FlashDeconv

Spatial deconvolution with linear scalability for atlas-scale data.

FlashDeconv estimates cell type proportions from spatial transcriptomics data (Visium, Visium HD, Stereo-seq). It is designed for large-scale analyses where computational efficiency is essential, while maintaining attention to low-abundance cell populations through leverage-score-based feature weighting.

Paper: Yang, C., Zhang, X. & Chen, J. FlashDeconv enables atlas-scale, multi-resolution spatial deconvolution via structure-preserving sketching. bioRxiv (2025). DOI: 10.64898/2025.12.22.696108

Installation

pip install flashdeconv

For development or additional I/O support, see Installation Options.

Quick Start

import scanpy as sc
import flashdeconv as fd

# Load data
adata_st = sc.read_h5ad("spatial.h5ad")
adata_ref = sc.read_h5ad("reference.h5ad")

# Deconvolve
fd.tl.deconvolve(adata_st, adata_ref, cell_type_key="cell_type")

# Results stored in adata_st.obsm["flashdeconv"]
sc.pl.spatial(adata_st, color="flashdeconv_Hepatocyte")

Overview

Spatial deconvolution methods offer different trade-offs. Probabilistic approaches like Cell2Location and RCTD provide rigorous uncertainty quantification; methods like CARD incorporate spatial structure through dense kernel matrices. FlashDeconv takes a complementary approach, prioritizing computational efficiency for million-scale datasets.

Design Principles

Linear complexity — O(N) time and memory through randomized sketching and sparse graph regularization.
Leverage-based feature weighting — Variance-based selection (PCA, HVG) can underweight markers of low-abundance populations. We use leverage scores from the reference SVD to identify genes that define distinct transcriptomic directions, regardless of expression magnitude.
Sparse spatial regularization — Graph Laplacian smoothing with O(N) complexity, avoiding the O(N²) cost of dense kernel methods.

Performance

Scalability

Spots	Time	Memory
10,000	< 1 sec	< 1 GB
100,000	~4 sec	~2 GB
1,000,000	~3 min	~21 GB

Benchmarked on MacBook Pro M2 Max (32GB unified memory), CPU-only.

Accuracy

On the Spotless benchmark:

Metric	FlashDeconv	RCTD	Cell2Location
Pearson (56 datasets)	0.944	0.905	0.895

Performance varies by tissue type and experimental conditions.

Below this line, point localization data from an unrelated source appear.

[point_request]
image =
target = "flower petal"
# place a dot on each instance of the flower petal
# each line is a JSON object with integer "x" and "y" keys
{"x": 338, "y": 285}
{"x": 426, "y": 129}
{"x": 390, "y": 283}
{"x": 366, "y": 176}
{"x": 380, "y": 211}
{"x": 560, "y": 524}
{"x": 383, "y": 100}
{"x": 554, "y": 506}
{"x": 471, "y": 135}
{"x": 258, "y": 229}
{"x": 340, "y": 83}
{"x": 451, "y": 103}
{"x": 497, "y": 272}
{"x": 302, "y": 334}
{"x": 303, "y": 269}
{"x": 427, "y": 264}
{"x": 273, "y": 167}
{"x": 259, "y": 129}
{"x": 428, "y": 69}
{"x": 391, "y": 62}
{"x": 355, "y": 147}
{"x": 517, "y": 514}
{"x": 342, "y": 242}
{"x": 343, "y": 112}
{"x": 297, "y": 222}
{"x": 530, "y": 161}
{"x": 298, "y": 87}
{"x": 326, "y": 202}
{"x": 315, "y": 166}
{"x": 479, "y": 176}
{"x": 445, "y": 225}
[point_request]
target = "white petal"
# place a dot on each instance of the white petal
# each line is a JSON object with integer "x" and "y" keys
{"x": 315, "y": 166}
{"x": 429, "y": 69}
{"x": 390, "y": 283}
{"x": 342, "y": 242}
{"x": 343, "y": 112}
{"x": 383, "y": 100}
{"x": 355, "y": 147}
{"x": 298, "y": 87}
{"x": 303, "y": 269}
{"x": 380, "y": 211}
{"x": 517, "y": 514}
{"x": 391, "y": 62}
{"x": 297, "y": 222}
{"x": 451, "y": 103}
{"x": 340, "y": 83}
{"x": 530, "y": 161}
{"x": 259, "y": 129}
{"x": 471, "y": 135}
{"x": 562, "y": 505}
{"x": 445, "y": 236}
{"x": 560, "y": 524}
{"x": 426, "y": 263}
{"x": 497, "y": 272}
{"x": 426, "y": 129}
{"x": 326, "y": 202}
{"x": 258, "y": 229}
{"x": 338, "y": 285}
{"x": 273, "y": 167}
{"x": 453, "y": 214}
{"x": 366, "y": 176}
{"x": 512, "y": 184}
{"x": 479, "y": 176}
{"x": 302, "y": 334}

We recommend evaluating on data similar to your use case.

Algorithm

FlashDeconv solves a graph-regularized non-negative least squares problem:

minimize  ½‖Y - βX‖²_F + ½λ·Tr(βᵀLβ) + ρ‖β‖₁,  subject to β ≥ 0

where Y is spatial expression, X is reference signatures, L is the graph Laplacian, and β represents cell type abundances.

Pipeline:

Select informative genes (HVG ∪ markers) and compute leverage scores
Compress gene space via CountSketch with uniform hashing + leverage-weighted amplitudes (G → 512 dimensions)
Construct sparse k-NN spatial graph
Solve via block coordinate descent with spatial smoothing

API

Scanpy-style

fd.tl.deconvolve(
    adata_st,                    # Spatial AnnData
    adata_ref,                   # Reference AnnData
    cell_type_key="cell_type",   # Column in adata_ref.obs
    key_added="flashdeconv",     # Key for results
)

NumPy

from flashdeconv import FlashDeconv

model = FlashDeconv(
    sketch_dim=512,
    lambda_spatial="auto",
    n_hvg=2000,
    k_neighbors=6,
    random_state=0,
)
proportions = model.fit_transform(Y, X, coords)

Parameters

Parameter	Default	Description
`sketch_dim`	512	Sketch dimension
`lambda_spatial`	"auto"	Spatial regularization (auto-tuned)
`n_hvg`	2000	Highly variable genes
`spatial_method`	"knn"	Graph method: "knn", "radius", or "grid"
`k_neighbors`	6	Spatial graph neighbors (for "knn")
`radius`	None	Neighbor radius (required for "radius")
`preprocess`	"log_cpm"	Normalization: "log_cpm", "pearson", or "raw"
`random_state`	0	Random seed for reproducibility

Output

Attribute	Description
`proportions_`	Cell type proportions (N × K), sum to 1
`beta_`	Raw abundances (N × K)
`info_`	Convergence statistics

Input Formats

Spatial data: AnnData, NumPy array (N × G), or SciPy sparse matrix
Reference: AnnData (aggregated by cell type) or NumPy array (K × G)
Coordinates: Extracted from adata.obsm["spatial"] or NumPy array (N × 2)

Reference Quality

Deconvolution accuracy depends on reference quality:

Requirement	Guideline
Cells per type	≥ 500 recommended
Marker fold-change	≥ 5× for distinguishability
Signature correlation	< 0.95 between types
No Unknown cells	Filter before deconvolution

Critical: Always remove cells labeled "Unknown", "Unassigned", or similar. These cells act as universal signatures that absorb proportions from specific types—a fundamental property of regression-based deconvolution, not a FlashDeconv limitation.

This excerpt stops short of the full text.